April 24, 2010
This is an area of the game the Huskies have been developing throughout spring football practice. Erik Folk is the only mainstay in a unit that was nearly automatic last year, which led to one of the best seasons from a Husky placekicker the program has ever experienced. Gone are Folk's holder (Ronnie Fouch) and his long snapper (Danny Morovick), meaning the Huskies are juggling two new additions to the fold: Brendan Lopez and Cody Bruns, who is pulling double-duty as both a holder and a receiver.
A complete recalibration of the kicking game won't come overnight. Folk has missed some makeable kicks this spring, a sight Coach Steve Sarkisian has mostly shrugged off during post-practice interviews. He understands Folk is working with a new unit. Additionally, he's not overly concerned about kicks that don't count.
To get up to speed, a quartet of Folk, Bruns, Lopez and punter Will Mahan are a constant sight before and after practice. They've banded together each morning at 7 a.m. for workouts. When practice ends, the group will hang out together off the field as well.
"We're together almost every day," Lopez said. "Just building that friendship connection has really helped with the chemistry."
Outside of watching film, the only way Lopez said he can improve his long-snapping skills is with practice reps. So he'll gather Bruns and intentionally snap him balls that are too low or too high, helping to prepare the holder for the live snaps that do happen to go awry.

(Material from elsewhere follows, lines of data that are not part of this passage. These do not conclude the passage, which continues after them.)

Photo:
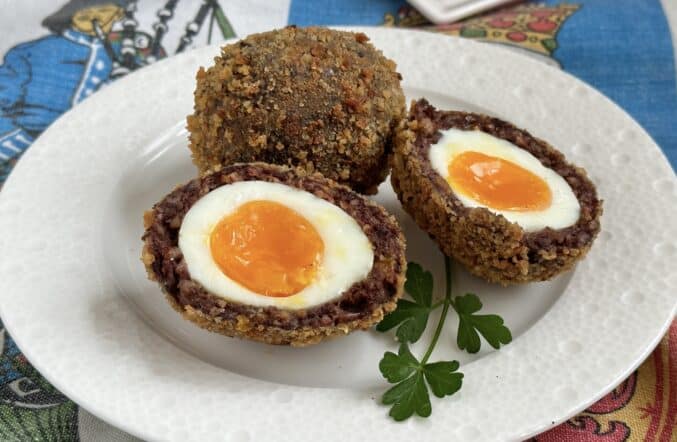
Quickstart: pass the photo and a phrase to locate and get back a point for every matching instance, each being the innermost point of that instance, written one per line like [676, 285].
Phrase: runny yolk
[498, 183]
[268, 248]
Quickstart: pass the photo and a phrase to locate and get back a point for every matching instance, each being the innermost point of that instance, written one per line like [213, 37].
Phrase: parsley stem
[445, 309]
[437, 304]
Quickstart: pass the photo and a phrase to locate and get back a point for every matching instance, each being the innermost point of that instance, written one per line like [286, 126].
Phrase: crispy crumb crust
[325, 100]
[487, 244]
[360, 307]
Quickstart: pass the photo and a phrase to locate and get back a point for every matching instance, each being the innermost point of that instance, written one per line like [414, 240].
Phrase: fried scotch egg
[274, 254]
[506, 205]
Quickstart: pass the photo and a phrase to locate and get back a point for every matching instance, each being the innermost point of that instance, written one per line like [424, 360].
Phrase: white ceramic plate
[74, 295]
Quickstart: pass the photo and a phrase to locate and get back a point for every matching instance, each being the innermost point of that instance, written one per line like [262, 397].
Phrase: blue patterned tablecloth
[53, 57]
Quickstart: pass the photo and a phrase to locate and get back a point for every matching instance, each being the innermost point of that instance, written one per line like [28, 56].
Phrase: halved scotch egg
[506, 205]
[275, 255]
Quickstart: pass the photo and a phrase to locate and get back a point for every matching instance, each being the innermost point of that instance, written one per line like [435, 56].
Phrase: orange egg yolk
[267, 248]
[498, 183]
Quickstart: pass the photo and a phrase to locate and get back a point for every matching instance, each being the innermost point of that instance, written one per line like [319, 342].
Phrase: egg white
[348, 254]
[562, 212]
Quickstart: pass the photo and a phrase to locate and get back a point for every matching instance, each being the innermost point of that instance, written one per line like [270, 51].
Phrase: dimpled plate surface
[61, 276]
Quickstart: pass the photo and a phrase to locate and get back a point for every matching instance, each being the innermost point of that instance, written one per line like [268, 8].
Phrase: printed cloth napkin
[621, 47]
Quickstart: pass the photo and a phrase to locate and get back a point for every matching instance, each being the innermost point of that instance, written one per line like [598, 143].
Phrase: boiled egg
[485, 171]
[269, 244]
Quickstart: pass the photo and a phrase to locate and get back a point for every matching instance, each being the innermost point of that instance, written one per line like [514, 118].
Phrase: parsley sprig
[412, 377]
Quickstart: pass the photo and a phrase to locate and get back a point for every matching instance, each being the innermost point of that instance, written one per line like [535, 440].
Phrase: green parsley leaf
[442, 379]
[398, 367]
[408, 397]
[411, 317]
[489, 326]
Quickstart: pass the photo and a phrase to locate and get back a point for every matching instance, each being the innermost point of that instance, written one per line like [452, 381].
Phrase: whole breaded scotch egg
[321, 99]
[275, 255]
[506, 205]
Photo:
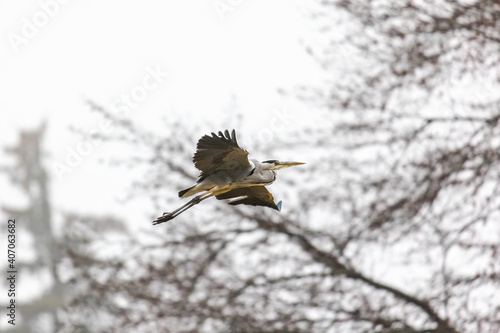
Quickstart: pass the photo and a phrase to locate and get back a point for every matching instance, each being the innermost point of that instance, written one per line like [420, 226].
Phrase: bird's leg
[170, 215]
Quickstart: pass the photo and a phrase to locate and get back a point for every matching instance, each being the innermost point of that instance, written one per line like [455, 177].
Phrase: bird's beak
[283, 165]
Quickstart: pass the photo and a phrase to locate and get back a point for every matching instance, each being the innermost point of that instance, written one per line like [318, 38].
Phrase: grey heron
[227, 173]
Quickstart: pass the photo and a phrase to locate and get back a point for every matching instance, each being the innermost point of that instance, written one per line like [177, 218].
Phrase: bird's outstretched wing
[220, 152]
[254, 195]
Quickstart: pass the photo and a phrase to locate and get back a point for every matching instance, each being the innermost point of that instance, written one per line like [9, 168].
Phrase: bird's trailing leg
[170, 215]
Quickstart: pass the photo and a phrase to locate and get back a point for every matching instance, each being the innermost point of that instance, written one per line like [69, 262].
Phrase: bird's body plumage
[227, 173]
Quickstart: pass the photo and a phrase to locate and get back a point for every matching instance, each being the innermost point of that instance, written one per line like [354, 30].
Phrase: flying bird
[227, 173]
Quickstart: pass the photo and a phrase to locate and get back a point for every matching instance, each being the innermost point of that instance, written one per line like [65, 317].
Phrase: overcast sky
[182, 58]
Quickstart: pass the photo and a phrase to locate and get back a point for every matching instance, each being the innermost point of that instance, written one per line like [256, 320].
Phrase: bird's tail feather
[190, 191]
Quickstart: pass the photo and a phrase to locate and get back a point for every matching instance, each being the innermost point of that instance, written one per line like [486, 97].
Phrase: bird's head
[277, 165]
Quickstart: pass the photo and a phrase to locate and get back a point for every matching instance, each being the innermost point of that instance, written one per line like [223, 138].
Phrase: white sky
[100, 50]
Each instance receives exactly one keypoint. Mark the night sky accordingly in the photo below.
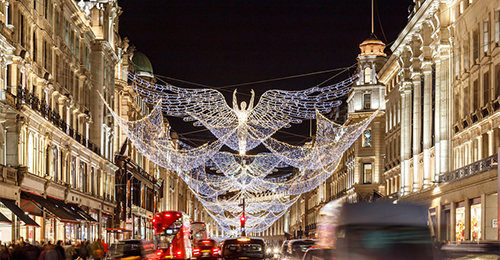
(223, 43)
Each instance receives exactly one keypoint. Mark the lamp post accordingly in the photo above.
(243, 219)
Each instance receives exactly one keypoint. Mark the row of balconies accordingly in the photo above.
(483, 165)
(24, 97)
(339, 194)
(477, 115)
(310, 227)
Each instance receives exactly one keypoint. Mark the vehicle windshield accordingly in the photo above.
(206, 243)
(129, 248)
(164, 239)
(302, 247)
(391, 242)
(242, 250)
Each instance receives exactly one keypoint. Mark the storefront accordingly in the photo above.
(460, 222)
(63, 221)
(9, 211)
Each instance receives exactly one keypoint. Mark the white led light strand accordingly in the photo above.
(232, 177)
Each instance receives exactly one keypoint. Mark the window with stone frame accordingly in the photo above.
(367, 75)
(486, 35)
(496, 37)
(486, 88)
(367, 173)
(367, 138)
(475, 46)
(497, 81)
(366, 101)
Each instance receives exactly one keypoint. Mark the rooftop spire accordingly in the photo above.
(372, 19)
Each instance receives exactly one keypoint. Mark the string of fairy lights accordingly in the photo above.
(219, 179)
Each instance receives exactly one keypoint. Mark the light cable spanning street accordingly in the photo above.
(242, 128)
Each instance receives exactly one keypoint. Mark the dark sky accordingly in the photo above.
(222, 43)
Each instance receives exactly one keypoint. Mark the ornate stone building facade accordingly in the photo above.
(52, 135)
(442, 81)
(441, 124)
(60, 150)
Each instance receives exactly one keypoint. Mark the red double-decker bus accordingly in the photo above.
(172, 235)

Bruns said he's felt more comfortable as spring practice has worn on, knowing his sure hands (part of what made him a record-setting receiver out of Prosser High School) can handle any snap. The extra practice has helped, according to Bruns, who noted Folk is regaining the form that made him one of the most successful placekickers in Husky history in 2009. Case in point: during Saturday's scrimmage at a wind-swept Husky Stadium, Folk drilled a 45-yard field goal.
"We've made a big gain from where we were at the beginning of spring to now," Bruns said.
Bruns enjoys holding because it keeps him on the field. When he was approached this offseason by the coaches about the opportunity, he jumped. Holding offered him a sure job on the field, unlike receiving, where there is brutal competition to showcase yourself in front of the decision makers. The Huskies returned a deep class of receivers, and Bruns wasn't helped when he suffered a concussion during the early part of spring ball. The knock wasn't serious, but it was enough for others to step into his place.
"There's a lot of depth at the receiver position. A lot," Bruns said. "We're all close, and it's better for us as a unit (to be deep). It's going to help me individually as well."
Lopez has no such competition to keep him up nights. The junior from nearby Bellevue began his college football career at the University of Michigan, a decision he called "rash." That's not to say he didn't enjoy his time in Ann Arbor, but he regretted leaving the Evergreen State to head east almost immediately. Last year, Lopez backed up Morovick. Now he's in sole possession of the job.
The hardest part of the gig, Lopez said, is putting yourself in the proper mind frame to succeed in such a short window. A long snapper can theoretically sit on the bench for 59 minutes and 55 seconds, and then be called upon to snap the would-be game-winning field goal.
"I'm a real calm, collected guy," Lopez said. "I don't get rattled. But stuff like this, you don't five to six opportunities to do it right. Sometimes, you only get one shot."